AccDecoder: Accelerated Decoding for Neural-enhanced Video Analytics
This work addresses the challenge of real-time, high-accuracy video analytics for surveillance systems, offering an incremental improvement over existing quality enhancement methods by reducing latency.
The paper tackles the problem of low-quality video streams degrading neural network-based video analytics by introducing AccDecoder, an accelerated decoder that adaptively selects frames for neural super-resolution enhancement, achieving 6-21% accuracy improvement and 20-80% latency reduction compared to baselines.
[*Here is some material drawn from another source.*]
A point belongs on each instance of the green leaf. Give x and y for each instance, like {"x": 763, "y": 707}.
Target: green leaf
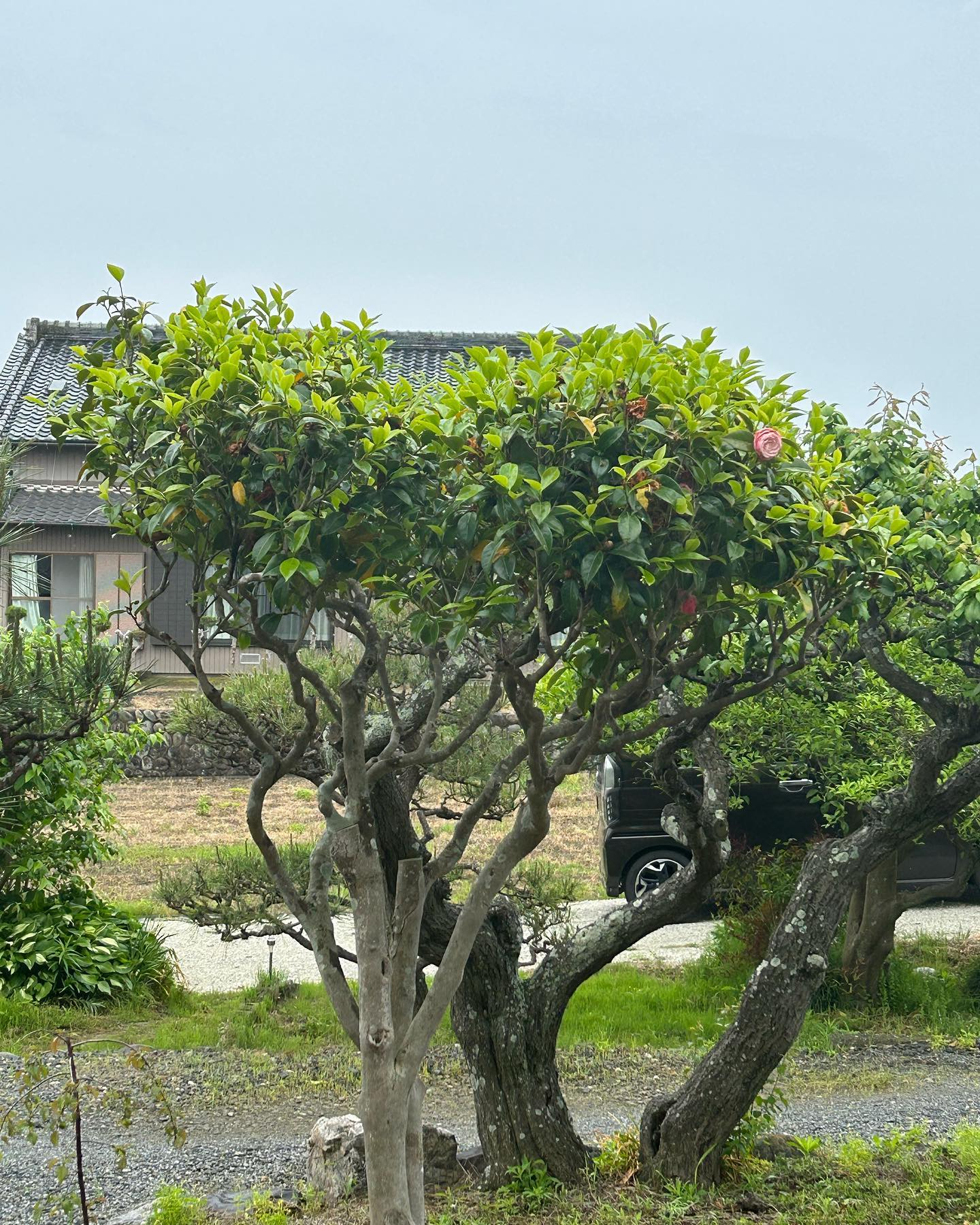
{"x": 630, "y": 527}
{"x": 591, "y": 566}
The quality of the video stream is key to neural network-based video analytics. However, low-quality video is inevitably collected by existing surveillance systems because of poor quality cameras or over-compressed/pruned video streaming protocols, e.g., as a result of upstream bandwidth limit. To address this issue, existing studies use quality enhancers (e.g., neural super-resolution) to improve the quality of videos (e.g., resolution) and eventually ensure inference accuracy. Nevertheless, directly applying quality enhancers does not work in practice because it will introduce unacceptable latency. In this paper, we present AccDecoder, a novel accelerated decoder for real-time and neural-enhanced video analytics. AccDecoder can select a few frames adaptively via Deep Reinforcement Learning (DRL) to enhance the quality by neural super-resolution and then up-scale the unselected frames that reference them, which leads to 6-21% accuracy improvement. AccDecoder provides efficient inference capability via filtering important frames using DRL for DNN-based inference and reusing the results for the other frames via extracting the reference relationship among frames and blocks, which results in a latency reduction of 20-80% than baselines.